Friday, December 31, 2010

Isaac Taylor (1802-1874)

This is part 4 of the paper Betty Hamby West presented to the North Alabama Conference Historical Society.

It was no surprise to me to discover that the middle Taylor brother, the one from whom I am descended, Isaac, was the colorful and controversial character among the three preacher brothers. He was my great- great grandfather. The second child of Isaac Taylor and Hannah Hopper, Louisa, married William Clark. Their daughter, Laura Frances Clark, married George W. Hamby. Their son, Charles P. Hamby, was my father. Louisa Taylor Clark was my great grandmother. She is buried in the Cottondale Nature Gardens Cemetery near Tuscaloosa, Alabama.

Isaac Taylor was licensed to preach by the quarterly conference of the Jones Valley Circuit upon a recommendation from the society at Cedar Mountain in 1824. The watershed event of his life occurred about 1832. He then had a wife, Hannah, and six children aged 11 down to a nursing infant. They lived only a couple of miles from the Shiloh church. One night, between bedtime and dawn, his wife disappeared. The mystery caused a sensation in the community, especially among the enemies of Methodism. It was soon whispered about that the Rev. Isaac Taylor had killed his wife. The main evidence against him was the presumption that it was unnatural for a woman to leave her own children. The climax came when some bones that were found in the forest near the Taylor farm were exhibited as bones of the missing woman. Isaac was arrested. However, after all the sensation and excitement, the grand jury never indicted him. He was eventually exonerated, but not before his life and ministry had been damaged (West 289). The theory which solved the mystery was elopement: a man who moved from the Cedar Mountain region to Texas, and who knew Isaac Taylor and his wife intimately, was one day in a Texas store when a man and woman walked in. He immediately recognized the woman as the missing wife of Rev. Taylor and he saw that she recognized him. Without speaking a word, she and the man with her left the store. The story that evolved was that she had left home disguised as a boy with a man who lived near her; that they had gone through obscure regions, using deserted Indian trails, and continued on to the Republic of Texas.
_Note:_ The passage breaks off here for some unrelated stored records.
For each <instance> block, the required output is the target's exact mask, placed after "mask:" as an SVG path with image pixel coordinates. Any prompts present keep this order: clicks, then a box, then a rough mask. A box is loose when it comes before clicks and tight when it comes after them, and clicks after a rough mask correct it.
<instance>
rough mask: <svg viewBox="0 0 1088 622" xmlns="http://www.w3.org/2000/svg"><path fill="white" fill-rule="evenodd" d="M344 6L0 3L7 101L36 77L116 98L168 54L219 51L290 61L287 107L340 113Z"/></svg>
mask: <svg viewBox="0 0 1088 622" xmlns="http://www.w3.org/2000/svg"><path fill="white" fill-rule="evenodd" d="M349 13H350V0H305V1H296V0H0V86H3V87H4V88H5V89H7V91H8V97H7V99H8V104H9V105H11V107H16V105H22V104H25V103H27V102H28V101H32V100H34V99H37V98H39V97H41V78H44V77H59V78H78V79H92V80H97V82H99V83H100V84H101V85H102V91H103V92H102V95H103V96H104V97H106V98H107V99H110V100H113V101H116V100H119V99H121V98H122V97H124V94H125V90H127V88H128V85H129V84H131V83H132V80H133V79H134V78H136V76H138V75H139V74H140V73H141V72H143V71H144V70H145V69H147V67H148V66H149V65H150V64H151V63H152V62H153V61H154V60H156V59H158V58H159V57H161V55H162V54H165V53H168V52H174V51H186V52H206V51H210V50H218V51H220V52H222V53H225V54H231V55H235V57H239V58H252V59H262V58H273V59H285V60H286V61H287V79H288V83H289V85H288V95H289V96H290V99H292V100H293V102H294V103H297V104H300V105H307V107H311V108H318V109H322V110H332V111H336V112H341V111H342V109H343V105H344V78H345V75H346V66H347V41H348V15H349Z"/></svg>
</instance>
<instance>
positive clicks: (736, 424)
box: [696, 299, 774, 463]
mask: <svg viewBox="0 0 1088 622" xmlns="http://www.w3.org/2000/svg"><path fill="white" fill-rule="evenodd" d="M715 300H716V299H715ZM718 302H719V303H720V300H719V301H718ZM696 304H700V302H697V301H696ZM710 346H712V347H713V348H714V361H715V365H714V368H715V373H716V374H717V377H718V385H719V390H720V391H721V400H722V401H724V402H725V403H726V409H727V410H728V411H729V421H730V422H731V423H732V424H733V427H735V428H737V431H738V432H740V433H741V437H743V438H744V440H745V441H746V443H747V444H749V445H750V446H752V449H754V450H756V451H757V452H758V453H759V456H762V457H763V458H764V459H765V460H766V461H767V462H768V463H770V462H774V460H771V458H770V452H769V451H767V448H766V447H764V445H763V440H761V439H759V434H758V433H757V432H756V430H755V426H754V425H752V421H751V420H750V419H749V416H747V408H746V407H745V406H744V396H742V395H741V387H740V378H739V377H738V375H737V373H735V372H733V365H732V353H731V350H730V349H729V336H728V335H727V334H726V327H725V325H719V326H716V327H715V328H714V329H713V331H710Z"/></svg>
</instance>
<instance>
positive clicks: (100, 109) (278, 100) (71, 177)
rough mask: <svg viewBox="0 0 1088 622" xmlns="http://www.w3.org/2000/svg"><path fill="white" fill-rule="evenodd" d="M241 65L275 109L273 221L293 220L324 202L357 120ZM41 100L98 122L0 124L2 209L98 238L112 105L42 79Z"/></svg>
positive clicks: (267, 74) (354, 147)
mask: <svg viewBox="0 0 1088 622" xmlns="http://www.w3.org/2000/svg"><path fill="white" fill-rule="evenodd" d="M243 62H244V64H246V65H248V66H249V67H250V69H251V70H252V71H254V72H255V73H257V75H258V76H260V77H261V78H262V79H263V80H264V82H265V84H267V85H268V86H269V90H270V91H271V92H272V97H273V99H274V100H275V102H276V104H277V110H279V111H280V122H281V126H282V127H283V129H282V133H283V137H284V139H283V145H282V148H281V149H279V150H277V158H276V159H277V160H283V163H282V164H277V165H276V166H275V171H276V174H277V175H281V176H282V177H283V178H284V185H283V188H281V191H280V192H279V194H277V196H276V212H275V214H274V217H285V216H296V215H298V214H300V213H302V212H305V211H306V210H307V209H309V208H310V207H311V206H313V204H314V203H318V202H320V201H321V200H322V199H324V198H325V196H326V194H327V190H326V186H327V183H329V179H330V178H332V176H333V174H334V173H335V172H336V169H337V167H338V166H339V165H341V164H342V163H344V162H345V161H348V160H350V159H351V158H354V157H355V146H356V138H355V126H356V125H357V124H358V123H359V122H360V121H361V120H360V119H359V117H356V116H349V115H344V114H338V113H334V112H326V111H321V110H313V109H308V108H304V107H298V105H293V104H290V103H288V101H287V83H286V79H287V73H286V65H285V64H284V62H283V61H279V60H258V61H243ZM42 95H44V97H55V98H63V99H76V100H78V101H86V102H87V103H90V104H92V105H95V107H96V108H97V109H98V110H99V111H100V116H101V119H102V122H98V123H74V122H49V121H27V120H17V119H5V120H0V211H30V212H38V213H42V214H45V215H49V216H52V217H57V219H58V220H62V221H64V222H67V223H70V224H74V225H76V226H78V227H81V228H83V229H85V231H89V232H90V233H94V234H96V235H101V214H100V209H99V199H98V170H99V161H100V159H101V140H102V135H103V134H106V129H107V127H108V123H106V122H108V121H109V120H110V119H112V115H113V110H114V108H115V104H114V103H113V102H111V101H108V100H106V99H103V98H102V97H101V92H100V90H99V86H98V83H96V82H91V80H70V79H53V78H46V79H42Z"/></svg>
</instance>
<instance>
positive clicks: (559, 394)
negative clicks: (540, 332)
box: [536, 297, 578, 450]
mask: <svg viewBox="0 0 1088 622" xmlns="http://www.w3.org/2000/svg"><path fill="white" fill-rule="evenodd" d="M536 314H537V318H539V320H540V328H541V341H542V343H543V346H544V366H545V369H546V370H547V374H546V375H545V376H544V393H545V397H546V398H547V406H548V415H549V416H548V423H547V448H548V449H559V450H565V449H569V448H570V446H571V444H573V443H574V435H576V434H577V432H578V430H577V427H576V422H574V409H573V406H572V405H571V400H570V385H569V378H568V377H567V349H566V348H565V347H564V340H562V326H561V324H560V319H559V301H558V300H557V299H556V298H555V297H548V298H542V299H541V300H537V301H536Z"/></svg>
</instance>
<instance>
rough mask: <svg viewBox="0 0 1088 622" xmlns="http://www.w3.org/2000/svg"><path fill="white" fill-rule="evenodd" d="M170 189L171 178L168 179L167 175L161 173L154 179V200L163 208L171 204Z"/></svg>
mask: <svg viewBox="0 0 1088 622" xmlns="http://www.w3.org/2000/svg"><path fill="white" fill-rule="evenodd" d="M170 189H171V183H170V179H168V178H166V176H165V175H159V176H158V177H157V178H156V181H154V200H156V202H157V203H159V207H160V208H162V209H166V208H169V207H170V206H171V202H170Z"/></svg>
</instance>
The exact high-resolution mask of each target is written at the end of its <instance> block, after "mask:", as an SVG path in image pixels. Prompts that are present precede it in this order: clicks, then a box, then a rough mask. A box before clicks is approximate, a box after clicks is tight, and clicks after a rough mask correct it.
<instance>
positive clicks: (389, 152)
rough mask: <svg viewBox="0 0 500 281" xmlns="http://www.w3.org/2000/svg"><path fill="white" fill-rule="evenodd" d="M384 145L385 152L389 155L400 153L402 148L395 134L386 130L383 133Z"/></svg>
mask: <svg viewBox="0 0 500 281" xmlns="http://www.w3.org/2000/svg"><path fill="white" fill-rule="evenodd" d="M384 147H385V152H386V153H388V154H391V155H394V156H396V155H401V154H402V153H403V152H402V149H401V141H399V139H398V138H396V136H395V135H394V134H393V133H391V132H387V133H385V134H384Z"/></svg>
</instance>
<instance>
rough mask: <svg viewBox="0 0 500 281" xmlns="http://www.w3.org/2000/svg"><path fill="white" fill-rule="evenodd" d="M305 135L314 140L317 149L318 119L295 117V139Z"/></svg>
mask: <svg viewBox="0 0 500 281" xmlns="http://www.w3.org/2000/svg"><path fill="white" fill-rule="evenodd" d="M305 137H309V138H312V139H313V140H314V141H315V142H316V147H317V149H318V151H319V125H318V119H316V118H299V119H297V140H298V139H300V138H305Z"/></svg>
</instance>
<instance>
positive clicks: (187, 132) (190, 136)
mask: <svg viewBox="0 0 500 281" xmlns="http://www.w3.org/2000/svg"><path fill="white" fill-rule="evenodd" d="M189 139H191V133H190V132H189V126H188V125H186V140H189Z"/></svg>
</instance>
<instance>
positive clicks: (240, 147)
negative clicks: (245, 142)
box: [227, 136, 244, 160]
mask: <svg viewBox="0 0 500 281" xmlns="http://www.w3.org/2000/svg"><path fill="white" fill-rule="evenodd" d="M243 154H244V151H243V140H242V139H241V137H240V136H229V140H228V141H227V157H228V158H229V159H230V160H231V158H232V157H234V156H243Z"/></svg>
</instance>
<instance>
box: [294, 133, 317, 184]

This theory was corroborated by the memory of her oldest child of the day of her disappearance. On that day, he and his mother had been dropping com in the field, and they went together to the house for her to nurse the baby. He recalled that as she nursed the infant he saw a sad expression cover his mother's face (290). A final support for this theory was made by Rev. Taylor himself on his death bed. In conversation with one of his friends, in alluding to his credentials, he said: "These papers I have never dishonored. In the pulpit I have never uttered a word which I would rescind" (289).

I have read this account in Anson West several times and tried to imagine the circumstances of Isaac and Hannah's life. Today, with our knowledge of post-partum depression and emotional stress, it is not difficult to believe that a woman with the responsibilities of six small children, all the domestic work, and most of the farm work; a woman with a husband who was off riding the circuit, and rarely there to support her, might choose to escape from it all. This is more easily imagined than that a man would murder a wife and become himself solely responsible for all these duties.

The dark shadow over Isaac's life did not stop his preaching nor totally mar his influence. The epitaph on his headstone, in the Taylor's Chapel cemetery, reads "He was a minister of the gospel 50 years and died in the hope and consolation of the same." In 1990 I interviewed an older first cousin, Rev. Mack Hamby, who has since deceased, and questioned him about the Taylors. Please listen to part of the interview. (See Attachment).

Isaac Taylor married Elizabeth King in 1836, which was four years after the disappearance of his first wife.